WASHINGTON April 25, 2011 - European Commission Vice President for the Digital Agenda, Nellie Kroes, announced last week that her office, in conjunction with European Union member states, will investigate claims of throttling and service degradation by internet service providers.
“At the end of 2011, I will present the findings and will publicly name operators engaging in doubtful practices. I will be looking particularly closely for any instances of unannounced blocking or throttling of certain types of traffic, and any misleading advertising of broadband speeds,” Kroes said. “If I am not satisfied that consumers can counteract such practices by switching providers, I will not hesitate to introduce more stringent measures. That could be in the form of more prescriptive guidance, or even legislation if it is needed.”
Currently the European Union does not have any network neutrality or open internet requirements, but starting on May 25 a new set of regulations will become active that will promote transparency.
The new regulations will require ISPs to provide consumers with the actual speeds of their connection versus the advertised speeds. ISPs will also be subject to minimum quality requirements for network transmission and consumers will be allowed to switch their service provider within one working day.
“Customers are entitled to make informed choices about their internet provider on the basis of clear and accurate information about possible restrictions on access to particular services, actual connection speeds and possible limits on internet speeds,” said Kroes.
The new laws are the result of regulations passed in 2009. The goal of those regulations was to “preserve the open and neutral character of the internet, taking full account of the will of the co-legislators now to enshrine net neutrality as a policy objective and regulatory principle to be promoted by national regulatory authorities.”
The European Commission also issued a report last Tuesday on the current state of network neutrality.
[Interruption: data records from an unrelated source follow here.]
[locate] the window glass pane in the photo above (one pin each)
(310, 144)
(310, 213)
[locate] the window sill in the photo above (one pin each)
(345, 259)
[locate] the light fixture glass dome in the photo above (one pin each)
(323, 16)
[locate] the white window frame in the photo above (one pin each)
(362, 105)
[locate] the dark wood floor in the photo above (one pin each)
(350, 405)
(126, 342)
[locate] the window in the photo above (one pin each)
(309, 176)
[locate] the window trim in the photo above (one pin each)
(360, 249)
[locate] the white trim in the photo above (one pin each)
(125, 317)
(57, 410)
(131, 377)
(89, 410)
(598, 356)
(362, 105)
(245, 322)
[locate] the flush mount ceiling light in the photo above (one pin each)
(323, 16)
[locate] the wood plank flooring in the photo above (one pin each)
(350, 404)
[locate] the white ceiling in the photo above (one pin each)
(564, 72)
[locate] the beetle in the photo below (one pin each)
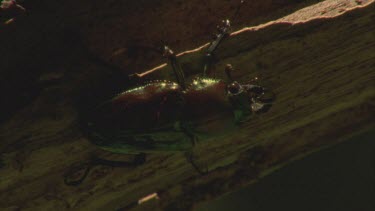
(170, 116)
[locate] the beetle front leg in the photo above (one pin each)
(223, 33)
(179, 73)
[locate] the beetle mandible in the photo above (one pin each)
(166, 116)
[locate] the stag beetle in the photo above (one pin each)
(166, 116)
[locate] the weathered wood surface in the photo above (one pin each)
(321, 70)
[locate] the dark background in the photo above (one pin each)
(338, 178)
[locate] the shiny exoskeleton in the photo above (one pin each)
(165, 116)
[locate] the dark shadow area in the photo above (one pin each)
(339, 178)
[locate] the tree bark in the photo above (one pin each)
(320, 68)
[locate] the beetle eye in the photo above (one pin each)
(234, 88)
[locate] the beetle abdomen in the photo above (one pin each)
(143, 108)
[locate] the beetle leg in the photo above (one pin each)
(190, 158)
(178, 72)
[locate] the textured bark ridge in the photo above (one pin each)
(319, 61)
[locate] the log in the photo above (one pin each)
(321, 69)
The Commission found that a number of ISPs in France, the United Kingdom, Greece among others throttle video streaming content. Providers in Germany, Italy and Portugal have either blocked or forced users to pay additional fees to use Voice over IP services.
The report also found that many ISPs conduct packet differentiation that treats VoIP traffic differently than streaming video or email. The ISPs would use this differentiation to speed up some types of traffic while slowing down other kinds.
In performing their review of ISPs, the Commission specifically cited the work done by the Federal Communications Commission citing the four net neutrality principals the commission adopted in 2005 as a strong framework.
The EU Commission traced the need for network neutrality back to its own Charter of Fundamental Rights: “In particular the respect for private and family life, the protection of personal data and freedom of expression and information. For this reason, any legislative proposals in this area will be subject to an in-depth assessment of their impact on fundamental rights and of their compliance with the Charter of Fundamental Rights of the EU.”